Each time the "improve" button is pressed, the neural network measures the approximation error it made at the last step and uses a simple gradient descent algorithm to improve.
In the simulation below, enter a polynomial function to fit and click on "Improve" to perform one backpropagation round of the neural network. For higher numbers of hidden layers, the model may have trouble to converge

Given a continuous function on a compact set and a desired level of precision, one can construct a neural network with a finite number of neurons that will approximate the function with the desired level of precision. More formally, we have the next Theorem.

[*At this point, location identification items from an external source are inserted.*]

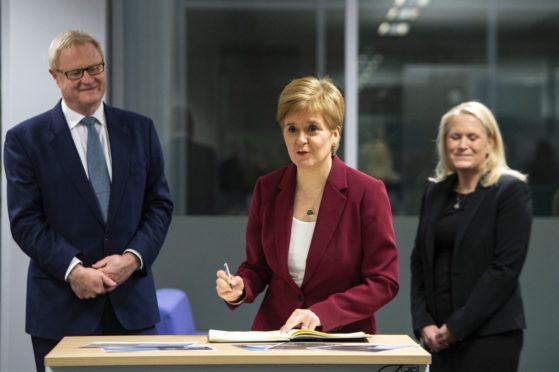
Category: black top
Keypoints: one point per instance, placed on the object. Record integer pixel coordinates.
(445, 236)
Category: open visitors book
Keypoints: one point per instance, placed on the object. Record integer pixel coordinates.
(276, 336)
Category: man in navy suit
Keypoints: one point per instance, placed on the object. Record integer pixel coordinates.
(90, 268)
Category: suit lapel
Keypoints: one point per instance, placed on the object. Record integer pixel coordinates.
(331, 210)
(65, 149)
(121, 147)
(438, 196)
(283, 216)
(474, 202)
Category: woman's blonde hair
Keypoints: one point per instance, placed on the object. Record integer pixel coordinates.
(495, 165)
(315, 95)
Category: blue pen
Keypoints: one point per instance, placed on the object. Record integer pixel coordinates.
(228, 274)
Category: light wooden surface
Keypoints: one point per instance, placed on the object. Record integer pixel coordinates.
(69, 353)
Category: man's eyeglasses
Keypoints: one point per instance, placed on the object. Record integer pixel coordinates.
(78, 73)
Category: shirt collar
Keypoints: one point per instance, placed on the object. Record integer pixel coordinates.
(73, 118)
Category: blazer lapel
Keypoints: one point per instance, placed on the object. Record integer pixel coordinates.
(331, 210)
(474, 202)
(65, 149)
(121, 144)
(283, 216)
(438, 196)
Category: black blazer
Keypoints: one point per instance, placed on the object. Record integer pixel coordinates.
(489, 252)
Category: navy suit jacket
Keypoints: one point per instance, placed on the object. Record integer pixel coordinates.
(490, 248)
(352, 264)
(55, 216)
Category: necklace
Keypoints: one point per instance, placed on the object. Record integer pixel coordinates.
(458, 200)
(311, 210)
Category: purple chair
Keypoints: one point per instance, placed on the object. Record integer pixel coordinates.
(175, 313)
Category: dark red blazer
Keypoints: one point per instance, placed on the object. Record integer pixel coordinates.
(352, 265)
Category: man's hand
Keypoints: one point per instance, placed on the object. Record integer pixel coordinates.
(431, 336)
(118, 267)
(88, 283)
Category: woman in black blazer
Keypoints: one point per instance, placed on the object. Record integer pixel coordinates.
(470, 247)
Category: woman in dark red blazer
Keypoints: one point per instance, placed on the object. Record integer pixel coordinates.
(471, 244)
(319, 234)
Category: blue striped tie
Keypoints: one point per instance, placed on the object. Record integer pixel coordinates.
(97, 166)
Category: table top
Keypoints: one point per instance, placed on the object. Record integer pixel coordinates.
(69, 352)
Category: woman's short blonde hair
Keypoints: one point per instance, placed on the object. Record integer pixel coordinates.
(315, 95)
(68, 39)
(496, 164)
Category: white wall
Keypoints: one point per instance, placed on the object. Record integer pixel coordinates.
(27, 27)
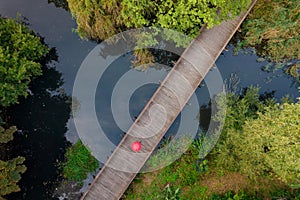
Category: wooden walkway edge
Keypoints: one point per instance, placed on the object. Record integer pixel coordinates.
(161, 110)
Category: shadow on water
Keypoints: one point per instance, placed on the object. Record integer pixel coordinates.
(41, 120)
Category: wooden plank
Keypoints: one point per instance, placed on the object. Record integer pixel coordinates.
(172, 95)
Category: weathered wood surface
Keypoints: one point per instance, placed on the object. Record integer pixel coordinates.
(164, 106)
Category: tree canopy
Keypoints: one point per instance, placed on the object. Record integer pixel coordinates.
(11, 170)
(99, 19)
(20, 51)
(261, 138)
(273, 28)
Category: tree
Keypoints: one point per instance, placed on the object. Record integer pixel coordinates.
(20, 53)
(79, 162)
(11, 170)
(273, 29)
(272, 143)
(102, 19)
(261, 138)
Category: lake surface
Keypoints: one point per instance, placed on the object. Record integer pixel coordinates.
(43, 119)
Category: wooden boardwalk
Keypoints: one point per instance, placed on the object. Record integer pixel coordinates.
(163, 108)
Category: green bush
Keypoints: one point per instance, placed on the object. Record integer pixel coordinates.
(20, 53)
(273, 28)
(79, 162)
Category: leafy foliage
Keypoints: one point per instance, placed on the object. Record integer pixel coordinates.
(79, 162)
(272, 143)
(260, 138)
(273, 28)
(20, 51)
(7, 135)
(101, 19)
(10, 175)
(11, 170)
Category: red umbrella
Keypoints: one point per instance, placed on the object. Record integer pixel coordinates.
(136, 146)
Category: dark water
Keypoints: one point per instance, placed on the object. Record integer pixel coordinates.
(42, 118)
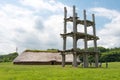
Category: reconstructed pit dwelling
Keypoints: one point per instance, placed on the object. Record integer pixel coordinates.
(79, 35)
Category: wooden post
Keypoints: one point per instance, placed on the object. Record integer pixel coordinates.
(74, 38)
(85, 55)
(64, 37)
(95, 41)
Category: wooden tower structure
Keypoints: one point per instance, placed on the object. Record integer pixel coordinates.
(79, 35)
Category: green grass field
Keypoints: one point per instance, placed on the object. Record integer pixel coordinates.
(8, 71)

Theorem: (Stone-Weierstrass)

Let $X$ be a compact space, $C(X)$ be the algebra of continuous functions from $X$ to $\mathbb{R}$. A subalgebra of $C(X)$ is dense in $C(X)$ if and only if it separates points of $X$ and for all $x\in X$, it contains a function $f$ such that $f(x)\neq 0$.

By choosing the subalgebra of polynomials on $X\subseteq\mathbb{R}^n$ compact one obtains the following Corollary:

Corollary:

Let $m,n$ be positive integers, $K\subseteq\mathbb{R}^n$ be a compact set and $C(K,\mathbb{R}^m)$ be the set of continuous functions from $K$ to $\mathbb{R}^m$. Then, for any $f\in C(K,\mathbb{R}^m)$ and $\epsilon>0$, there exists a neural network $\hat{f}$ with $n$ inputs, $m$ outputs such that $\sup _{x\in K} \|f(x)-\hat{f}(x)\|<\epsilon$.

Note that the previous results do not guarantee convergence of the optimization process, they only prove that an approximation exists.